Founder, Publisher and CEO, New West Publishing
When Jonathan Weber, former editor-in-chief of The Industry Standard, moved to Missoula, Montana, in 2001, he came up with a big idea—to take the “big story of growth and change” he saw in the Rocky Mountain region and combine that with the fundamental changes taking place in media.
In 2005, he launched NewWest.net—a network of local Web sites for the region—with the intention of launching events and print later. He spent $15,000 building the site and got “about 90 percent of what The Industry Standard Web site did for one one-hundredth of the cost.” Within six to eight months, the Web site had attracted 100,000 monthly unique visitors. Weber attributes this to strong editorial. “Good stories link to good sites,” he says, “It’s a very simple calculus.”
New West was able to leverage that “initial thrust” into an event business, the launch of which attracted more than 300 people and a good amount of sponsor support. “It helped a lot on the advertising side,” he says, “especially with small and medium-size businesses who weren’t really too sold on this online advertising thing to start.”
Currently, events make up 30 percent of the company’s revenue. The Web site makes up 40 to 50 percent, while the remaining 20 to 30 percent is from the print magazine, which launched in April mostly as a brand extension of the online product. The quarterly title was relatively inexpensive to launch, according to Weber, given that New West already had an editorial staff and audience in place.
With its key advertisers being in the real estate, construction, engineering and architecture markets, though, the magazine is off to a slower-than-expected start, and New West is scaling back its frequency from quarterly to bi-annually after two issues. “Part of our model is that we’re not going to lose money on print,” Weber says.
STRENGTHS: Weber built New West into a multiplatform brand by going online first and spent $15,000 initially on the Web site. He says limiting spending and money from venture capital helps the company stay flexible.
WEAKNESSES: After about three years in online and events, New West launched a quarterly print magazine this January.

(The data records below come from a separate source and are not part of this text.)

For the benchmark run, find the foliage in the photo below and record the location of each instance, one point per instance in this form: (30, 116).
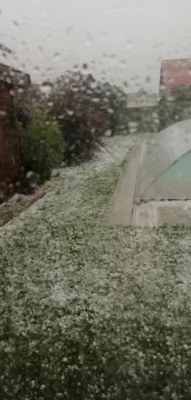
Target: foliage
(86, 109)
(41, 145)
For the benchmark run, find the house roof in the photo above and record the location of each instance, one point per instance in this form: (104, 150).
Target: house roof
(175, 73)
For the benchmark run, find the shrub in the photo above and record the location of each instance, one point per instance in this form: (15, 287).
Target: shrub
(41, 145)
(81, 141)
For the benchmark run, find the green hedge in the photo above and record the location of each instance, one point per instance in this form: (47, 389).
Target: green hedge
(42, 145)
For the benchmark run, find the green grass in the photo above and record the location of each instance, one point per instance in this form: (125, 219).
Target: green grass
(93, 312)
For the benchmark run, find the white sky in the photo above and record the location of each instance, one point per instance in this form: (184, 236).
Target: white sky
(122, 40)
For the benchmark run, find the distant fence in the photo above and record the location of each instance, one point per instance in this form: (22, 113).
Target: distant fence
(153, 118)
(139, 120)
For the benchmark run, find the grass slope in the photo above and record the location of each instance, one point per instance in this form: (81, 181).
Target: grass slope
(88, 311)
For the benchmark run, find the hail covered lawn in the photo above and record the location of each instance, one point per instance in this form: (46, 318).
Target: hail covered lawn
(89, 311)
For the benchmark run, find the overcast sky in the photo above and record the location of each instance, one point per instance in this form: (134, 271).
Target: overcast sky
(121, 40)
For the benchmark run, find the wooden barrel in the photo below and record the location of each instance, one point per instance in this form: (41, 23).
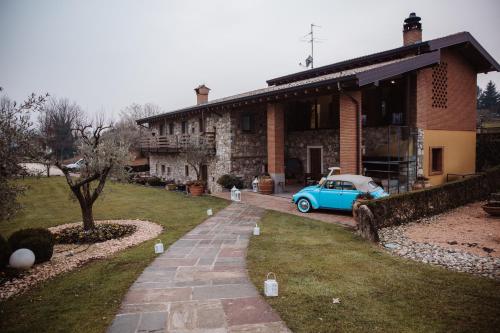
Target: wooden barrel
(266, 185)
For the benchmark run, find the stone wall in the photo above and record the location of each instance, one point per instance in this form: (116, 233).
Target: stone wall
(220, 164)
(296, 144)
(248, 150)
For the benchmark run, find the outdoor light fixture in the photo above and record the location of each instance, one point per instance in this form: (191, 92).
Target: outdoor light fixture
(159, 247)
(235, 194)
(22, 259)
(256, 230)
(271, 286)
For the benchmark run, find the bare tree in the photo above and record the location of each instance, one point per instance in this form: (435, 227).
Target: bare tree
(127, 126)
(103, 155)
(17, 143)
(56, 121)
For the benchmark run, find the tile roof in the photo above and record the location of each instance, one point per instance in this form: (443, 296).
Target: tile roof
(364, 70)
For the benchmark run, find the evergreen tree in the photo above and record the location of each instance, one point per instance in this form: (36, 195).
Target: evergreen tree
(489, 98)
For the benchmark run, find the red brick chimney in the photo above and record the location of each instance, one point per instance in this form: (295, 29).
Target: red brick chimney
(201, 94)
(412, 30)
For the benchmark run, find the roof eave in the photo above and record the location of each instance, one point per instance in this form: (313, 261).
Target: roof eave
(246, 98)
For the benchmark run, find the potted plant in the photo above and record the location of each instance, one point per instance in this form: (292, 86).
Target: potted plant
(171, 185)
(196, 188)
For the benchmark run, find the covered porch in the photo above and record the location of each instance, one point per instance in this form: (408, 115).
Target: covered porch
(369, 131)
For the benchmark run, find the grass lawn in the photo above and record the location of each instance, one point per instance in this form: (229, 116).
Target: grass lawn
(86, 300)
(316, 262)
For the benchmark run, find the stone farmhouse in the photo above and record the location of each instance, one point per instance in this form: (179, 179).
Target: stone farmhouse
(393, 115)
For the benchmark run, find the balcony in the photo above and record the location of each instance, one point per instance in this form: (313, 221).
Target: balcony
(177, 143)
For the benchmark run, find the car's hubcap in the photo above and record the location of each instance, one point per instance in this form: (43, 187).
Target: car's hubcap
(304, 205)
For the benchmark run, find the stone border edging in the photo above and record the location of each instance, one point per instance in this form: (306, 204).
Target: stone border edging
(70, 256)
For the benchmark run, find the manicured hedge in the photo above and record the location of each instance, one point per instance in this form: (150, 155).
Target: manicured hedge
(38, 240)
(411, 206)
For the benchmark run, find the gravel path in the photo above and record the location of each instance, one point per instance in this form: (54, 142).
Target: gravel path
(68, 257)
(396, 240)
(200, 284)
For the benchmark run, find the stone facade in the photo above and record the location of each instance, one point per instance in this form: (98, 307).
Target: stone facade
(176, 163)
(249, 148)
(296, 144)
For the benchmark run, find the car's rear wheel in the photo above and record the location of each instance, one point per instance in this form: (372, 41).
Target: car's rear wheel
(303, 205)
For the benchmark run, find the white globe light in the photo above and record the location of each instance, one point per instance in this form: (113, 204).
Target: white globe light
(22, 259)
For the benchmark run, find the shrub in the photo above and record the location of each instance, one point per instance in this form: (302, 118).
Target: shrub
(38, 240)
(102, 233)
(156, 181)
(5, 252)
(228, 181)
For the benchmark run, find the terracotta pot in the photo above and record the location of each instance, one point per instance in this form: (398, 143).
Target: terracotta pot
(266, 185)
(196, 190)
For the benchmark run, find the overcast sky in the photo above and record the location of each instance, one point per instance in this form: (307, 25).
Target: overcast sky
(106, 55)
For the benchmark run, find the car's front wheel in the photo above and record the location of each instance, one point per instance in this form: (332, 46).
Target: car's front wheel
(303, 205)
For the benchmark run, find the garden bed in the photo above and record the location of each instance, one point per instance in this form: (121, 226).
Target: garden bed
(70, 256)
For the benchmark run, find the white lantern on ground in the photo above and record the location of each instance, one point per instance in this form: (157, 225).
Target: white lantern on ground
(256, 230)
(159, 246)
(271, 286)
(255, 185)
(22, 259)
(235, 194)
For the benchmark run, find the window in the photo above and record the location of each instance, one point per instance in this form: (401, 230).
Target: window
(333, 185)
(201, 125)
(436, 161)
(339, 185)
(248, 123)
(348, 186)
(320, 113)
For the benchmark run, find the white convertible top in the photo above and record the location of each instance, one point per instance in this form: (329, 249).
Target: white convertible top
(361, 182)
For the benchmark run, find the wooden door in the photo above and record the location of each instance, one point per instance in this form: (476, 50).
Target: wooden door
(315, 163)
(204, 173)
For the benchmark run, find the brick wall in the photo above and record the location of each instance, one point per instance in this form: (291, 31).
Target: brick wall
(275, 139)
(348, 134)
(460, 111)
(248, 149)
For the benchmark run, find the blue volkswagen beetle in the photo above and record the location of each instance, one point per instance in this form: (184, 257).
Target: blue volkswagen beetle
(336, 192)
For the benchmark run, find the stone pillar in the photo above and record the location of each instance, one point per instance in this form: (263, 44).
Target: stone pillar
(276, 145)
(350, 144)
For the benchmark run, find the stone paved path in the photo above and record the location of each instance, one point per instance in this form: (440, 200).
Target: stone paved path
(200, 284)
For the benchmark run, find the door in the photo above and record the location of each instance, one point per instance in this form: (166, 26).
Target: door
(348, 195)
(330, 195)
(204, 173)
(315, 163)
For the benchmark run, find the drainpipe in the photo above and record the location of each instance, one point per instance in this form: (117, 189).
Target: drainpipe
(358, 126)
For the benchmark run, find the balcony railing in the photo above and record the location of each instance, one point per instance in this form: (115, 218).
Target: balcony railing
(177, 143)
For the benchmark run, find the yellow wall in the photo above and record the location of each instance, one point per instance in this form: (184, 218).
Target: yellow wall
(459, 152)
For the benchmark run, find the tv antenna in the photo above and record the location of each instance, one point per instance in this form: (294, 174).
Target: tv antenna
(310, 59)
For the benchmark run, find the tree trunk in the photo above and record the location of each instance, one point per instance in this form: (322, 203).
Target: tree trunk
(88, 217)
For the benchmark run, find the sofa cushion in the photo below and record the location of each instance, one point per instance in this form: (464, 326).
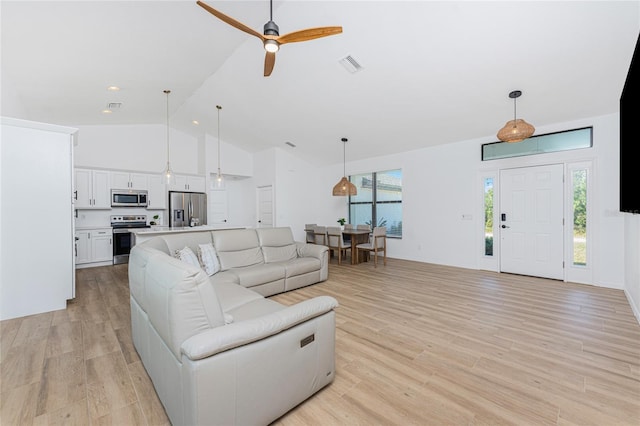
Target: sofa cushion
(300, 266)
(208, 258)
(237, 248)
(187, 255)
(232, 295)
(181, 301)
(277, 244)
(190, 239)
(250, 276)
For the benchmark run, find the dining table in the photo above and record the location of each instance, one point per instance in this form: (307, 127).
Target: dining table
(358, 236)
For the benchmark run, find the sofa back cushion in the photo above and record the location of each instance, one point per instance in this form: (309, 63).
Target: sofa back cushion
(192, 239)
(237, 248)
(179, 300)
(277, 244)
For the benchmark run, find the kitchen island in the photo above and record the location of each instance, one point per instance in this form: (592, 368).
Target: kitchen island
(143, 234)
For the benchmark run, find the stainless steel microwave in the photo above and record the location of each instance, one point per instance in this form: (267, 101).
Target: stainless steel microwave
(129, 198)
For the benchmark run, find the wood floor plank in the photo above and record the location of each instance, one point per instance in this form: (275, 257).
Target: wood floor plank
(109, 385)
(63, 382)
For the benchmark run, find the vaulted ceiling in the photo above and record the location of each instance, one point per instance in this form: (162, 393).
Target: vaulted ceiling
(432, 72)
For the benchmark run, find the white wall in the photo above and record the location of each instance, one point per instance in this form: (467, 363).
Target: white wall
(140, 148)
(632, 261)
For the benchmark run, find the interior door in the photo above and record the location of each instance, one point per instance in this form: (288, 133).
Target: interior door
(531, 221)
(218, 206)
(265, 207)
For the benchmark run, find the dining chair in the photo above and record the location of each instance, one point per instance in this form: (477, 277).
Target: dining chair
(378, 243)
(364, 226)
(308, 229)
(336, 242)
(320, 235)
(347, 227)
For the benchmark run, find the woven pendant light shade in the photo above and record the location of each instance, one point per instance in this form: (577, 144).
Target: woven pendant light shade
(516, 131)
(344, 188)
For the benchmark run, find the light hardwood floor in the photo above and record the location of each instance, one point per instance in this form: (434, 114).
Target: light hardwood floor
(416, 344)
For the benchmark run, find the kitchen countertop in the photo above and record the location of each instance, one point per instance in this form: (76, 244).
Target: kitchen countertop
(143, 234)
(156, 230)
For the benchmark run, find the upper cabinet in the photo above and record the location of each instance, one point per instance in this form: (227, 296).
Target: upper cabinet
(92, 189)
(157, 198)
(126, 180)
(187, 183)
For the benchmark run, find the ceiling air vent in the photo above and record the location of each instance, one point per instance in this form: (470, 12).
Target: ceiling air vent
(350, 64)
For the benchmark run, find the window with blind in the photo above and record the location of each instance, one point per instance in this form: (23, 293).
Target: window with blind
(379, 201)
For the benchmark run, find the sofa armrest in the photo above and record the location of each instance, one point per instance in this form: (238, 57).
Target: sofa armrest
(311, 250)
(229, 336)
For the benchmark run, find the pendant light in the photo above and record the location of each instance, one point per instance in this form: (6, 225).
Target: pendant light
(168, 173)
(219, 181)
(344, 187)
(515, 130)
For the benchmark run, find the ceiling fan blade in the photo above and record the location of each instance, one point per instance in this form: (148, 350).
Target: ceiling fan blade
(230, 21)
(308, 34)
(269, 62)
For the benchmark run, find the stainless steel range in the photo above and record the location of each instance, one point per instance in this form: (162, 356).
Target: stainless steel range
(122, 236)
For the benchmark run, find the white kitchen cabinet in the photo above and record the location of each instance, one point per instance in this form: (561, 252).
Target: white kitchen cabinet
(94, 245)
(82, 247)
(157, 196)
(126, 180)
(187, 183)
(92, 189)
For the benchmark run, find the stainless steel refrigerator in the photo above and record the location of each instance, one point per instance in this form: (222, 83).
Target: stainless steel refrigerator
(187, 208)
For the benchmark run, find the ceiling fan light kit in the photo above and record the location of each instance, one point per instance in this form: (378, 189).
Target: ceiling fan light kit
(344, 187)
(515, 130)
(271, 39)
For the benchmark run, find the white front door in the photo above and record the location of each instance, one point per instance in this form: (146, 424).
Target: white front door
(265, 206)
(531, 221)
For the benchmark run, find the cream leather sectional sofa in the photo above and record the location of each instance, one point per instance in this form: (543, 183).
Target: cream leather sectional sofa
(219, 352)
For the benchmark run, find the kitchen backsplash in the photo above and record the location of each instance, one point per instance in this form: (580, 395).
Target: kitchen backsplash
(101, 218)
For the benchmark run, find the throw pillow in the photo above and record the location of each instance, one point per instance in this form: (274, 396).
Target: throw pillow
(187, 255)
(209, 258)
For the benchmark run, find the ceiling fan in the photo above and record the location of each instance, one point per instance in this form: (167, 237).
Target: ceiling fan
(271, 39)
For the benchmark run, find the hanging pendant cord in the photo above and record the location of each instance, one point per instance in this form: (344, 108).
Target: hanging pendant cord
(344, 159)
(219, 108)
(167, 92)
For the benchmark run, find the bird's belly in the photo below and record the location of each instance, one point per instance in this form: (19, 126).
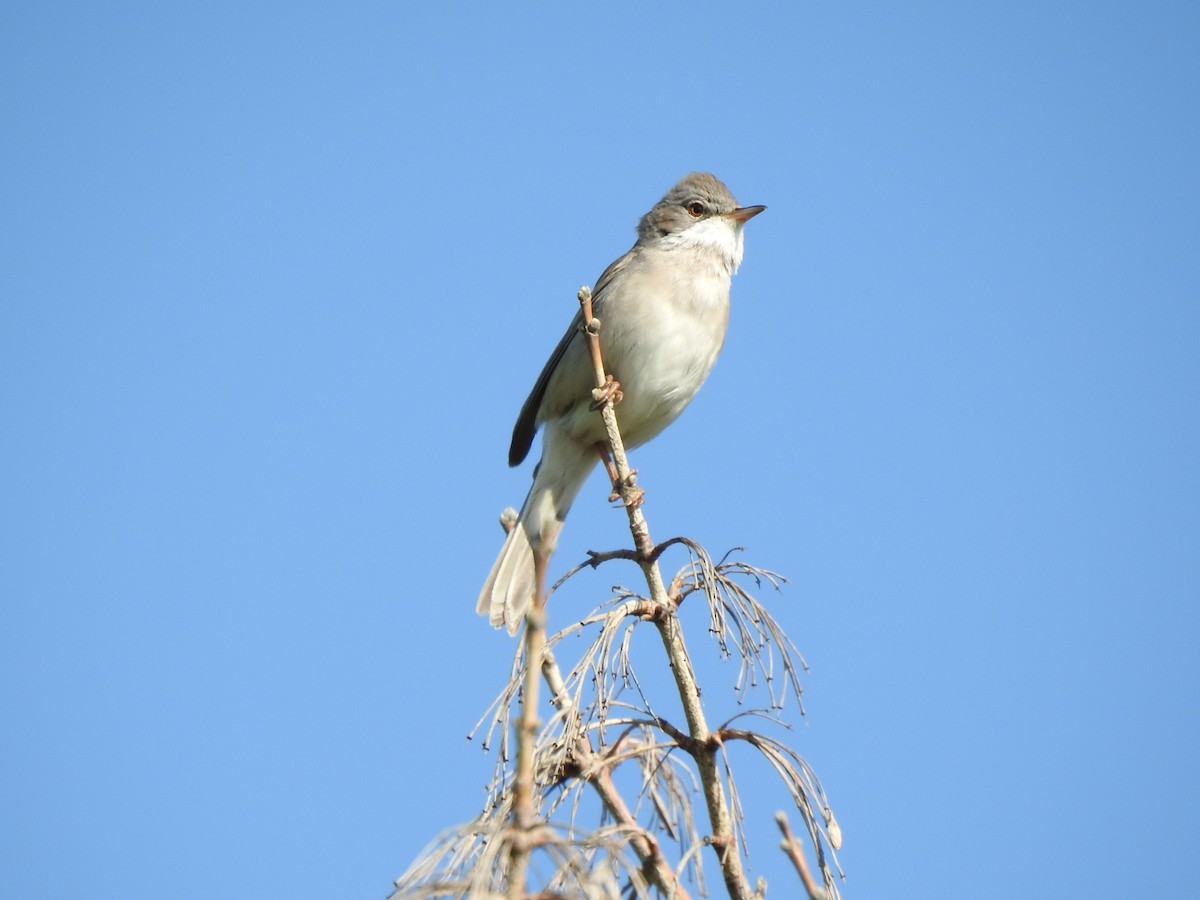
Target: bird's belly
(660, 365)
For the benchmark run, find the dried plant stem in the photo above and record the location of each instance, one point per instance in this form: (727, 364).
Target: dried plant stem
(525, 811)
(702, 747)
(597, 773)
(791, 846)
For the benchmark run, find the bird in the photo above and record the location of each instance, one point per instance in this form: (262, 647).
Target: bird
(665, 309)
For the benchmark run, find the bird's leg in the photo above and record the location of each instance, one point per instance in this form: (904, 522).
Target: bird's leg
(610, 391)
(636, 493)
(540, 565)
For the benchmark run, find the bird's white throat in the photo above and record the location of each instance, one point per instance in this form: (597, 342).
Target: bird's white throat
(717, 237)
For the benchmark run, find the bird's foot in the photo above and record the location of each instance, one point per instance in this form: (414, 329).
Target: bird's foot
(609, 393)
(629, 490)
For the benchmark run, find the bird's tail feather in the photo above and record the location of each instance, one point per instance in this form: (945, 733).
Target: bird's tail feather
(510, 585)
(513, 581)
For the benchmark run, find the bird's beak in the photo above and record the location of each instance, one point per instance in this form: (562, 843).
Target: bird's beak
(745, 213)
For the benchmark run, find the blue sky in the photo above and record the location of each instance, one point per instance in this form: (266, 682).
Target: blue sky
(276, 277)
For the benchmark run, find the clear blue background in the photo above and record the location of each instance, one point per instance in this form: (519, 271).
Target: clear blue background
(276, 279)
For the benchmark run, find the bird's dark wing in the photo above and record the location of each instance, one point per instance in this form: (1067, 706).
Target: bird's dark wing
(527, 420)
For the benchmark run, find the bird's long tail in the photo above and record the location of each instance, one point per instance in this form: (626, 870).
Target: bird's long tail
(513, 582)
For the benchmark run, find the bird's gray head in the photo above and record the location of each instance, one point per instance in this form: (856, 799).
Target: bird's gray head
(700, 213)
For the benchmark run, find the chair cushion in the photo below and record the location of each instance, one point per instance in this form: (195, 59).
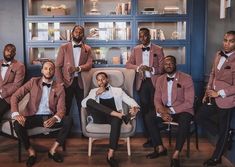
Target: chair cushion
(105, 128)
(116, 78)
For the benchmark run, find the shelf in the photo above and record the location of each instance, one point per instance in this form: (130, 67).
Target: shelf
(111, 28)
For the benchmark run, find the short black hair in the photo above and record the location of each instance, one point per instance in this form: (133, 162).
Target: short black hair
(231, 32)
(171, 57)
(80, 27)
(48, 61)
(101, 73)
(145, 30)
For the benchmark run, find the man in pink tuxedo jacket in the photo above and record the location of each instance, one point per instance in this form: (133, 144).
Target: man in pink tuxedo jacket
(45, 108)
(173, 99)
(73, 58)
(220, 92)
(146, 59)
(12, 77)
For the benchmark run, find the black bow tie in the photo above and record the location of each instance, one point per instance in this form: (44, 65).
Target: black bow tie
(223, 54)
(147, 48)
(5, 65)
(169, 79)
(46, 84)
(75, 46)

But after its second issue, Weber has decided to scale it back to twice a year and cites target advertising in the struggling real estate, construction, engineering and architectural markets as a major factor.
OPPORTUNITIES: Weber says he’s working on a large-scale initiative to take what New West has learned about making local online publishing into a sustainable business and use that to offer other publishers “revenue-generating services and other types of support.”
THREATS: New West’s core print advertisers and some of its online advertisers are in the real estate, construction and other housing-related markets. The company also faces the ongoing challenge of securing small-to-medium-sized local business advertisers who may not be sold on the value of online just yet.